德尔福归并为字符串数组 [英] delphi mergesort for string arrays

查看:187
本文介绍了德尔福归并为字符串数组的处理方法,对大家解决问题具有一定的参考价值,需要的朋友们下面随着小编来一起学习吧!

问题描述

发现这个codeD归并在 http://www.explainth.at/ EN /德尔福/ dsort.shtml (网站下来,但尝试Wayback机器或本网站的http://read.pudn.com/downloads192/source$c$c/delphi_control/901147/Sorts.pas__.htm)但实质上定义的阵列并非为字符串的数组。 键入TSortArray =阵列[0..8191]双; 我想通过字符串,将可能消除重复(这将是联盟?)的和preserve原来的顺序如果可能的话后诉诸回原来的索引位置减去当然副本的数组(原指数) 的,以便阵列可以被传递回用于进一步处理。我使用的字符串非常大的文件数以百万计的字符串(14〜30亿美元),以便的TStringList 是不是一种选择。

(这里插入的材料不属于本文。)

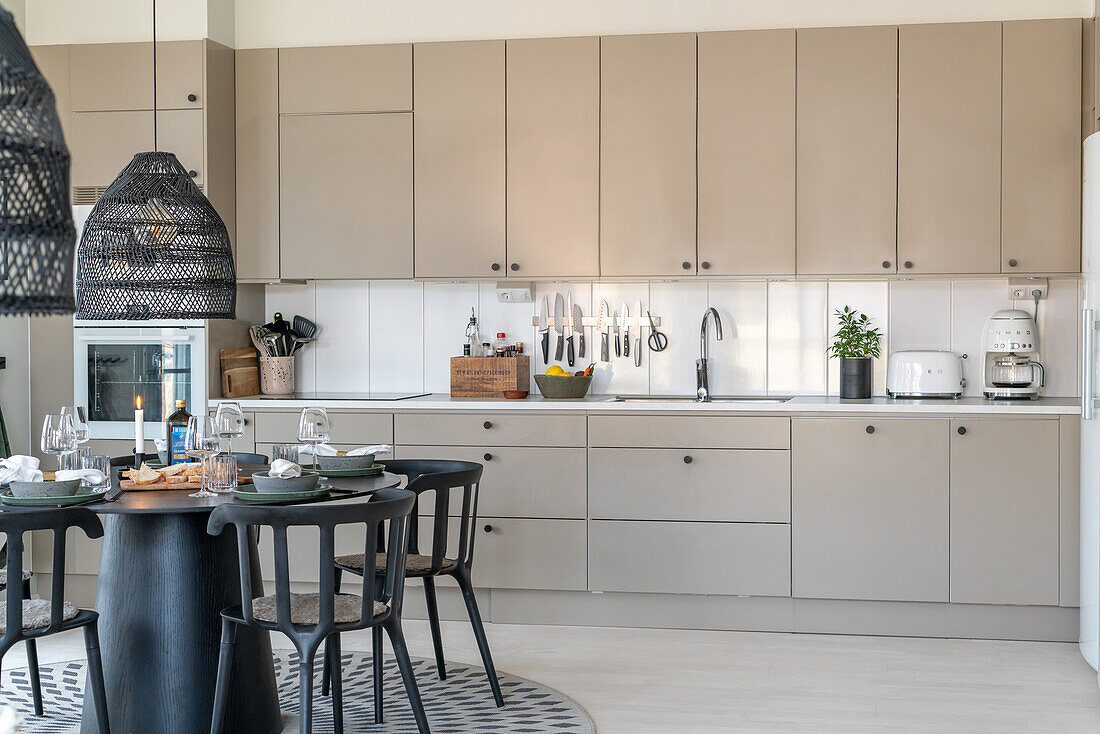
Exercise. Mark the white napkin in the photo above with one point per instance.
(284, 469)
(327, 450)
(20, 469)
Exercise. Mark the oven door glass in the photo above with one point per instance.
(118, 373)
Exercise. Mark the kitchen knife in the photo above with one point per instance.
(569, 328)
(603, 327)
(579, 329)
(559, 326)
(545, 328)
(626, 330)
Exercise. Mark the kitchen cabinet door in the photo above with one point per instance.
(376, 78)
(847, 150)
(949, 148)
(1004, 512)
(869, 508)
(179, 72)
(459, 96)
(345, 185)
(553, 157)
(1041, 150)
(746, 153)
(108, 77)
(647, 155)
(257, 236)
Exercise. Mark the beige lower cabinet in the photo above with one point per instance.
(690, 558)
(869, 508)
(1004, 511)
(678, 484)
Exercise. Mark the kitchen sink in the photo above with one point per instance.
(691, 398)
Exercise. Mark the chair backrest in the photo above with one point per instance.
(385, 507)
(440, 477)
(13, 524)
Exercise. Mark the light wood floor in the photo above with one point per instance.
(641, 681)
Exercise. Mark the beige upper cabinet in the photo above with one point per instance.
(746, 153)
(345, 79)
(553, 157)
(112, 76)
(179, 75)
(459, 96)
(347, 196)
(257, 182)
(647, 153)
(1004, 512)
(949, 149)
(847, 150)
(1041, 166)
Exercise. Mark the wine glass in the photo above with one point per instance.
(201, 442)
(58, 436)
(230, 422)
(314, 428)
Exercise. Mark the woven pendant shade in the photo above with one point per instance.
(153, 248)
(36, 231)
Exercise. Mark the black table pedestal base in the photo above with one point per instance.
(163, 582)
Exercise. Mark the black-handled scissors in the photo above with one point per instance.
(657, 340)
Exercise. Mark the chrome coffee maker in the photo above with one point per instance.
(1011, 369)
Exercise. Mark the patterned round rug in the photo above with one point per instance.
(462, 703)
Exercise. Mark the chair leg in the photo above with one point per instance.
(475, 621)
(376, 661)
(32, 661)
(437, 638)
(332, 646)
(95, 680)
(224, 670)
(397, 638)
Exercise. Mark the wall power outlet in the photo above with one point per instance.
(1021, 288)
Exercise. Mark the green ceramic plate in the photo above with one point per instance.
(249, 493)
(84, 494)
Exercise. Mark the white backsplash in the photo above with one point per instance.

对于这些大文件最好的选择是使用串的阵列或阵列的记录(或者单链表??)和排序与大量的数据变得稳定算法

  1. 我怎样才能改变这种采取字符串?数组
  2. 怎样才可以进一步的修改,删除或至少标记复制?
  3. 是否可以保存原始的指数,把后面的字符串在原来的位置?
  4. 是字符串数组或记录了大量的字符串更好的阵列相比,单链表?

问题的重要性排列,所以,如果你回答问题,1号这是唯一的罚款。预先感谢您为您的所有投入。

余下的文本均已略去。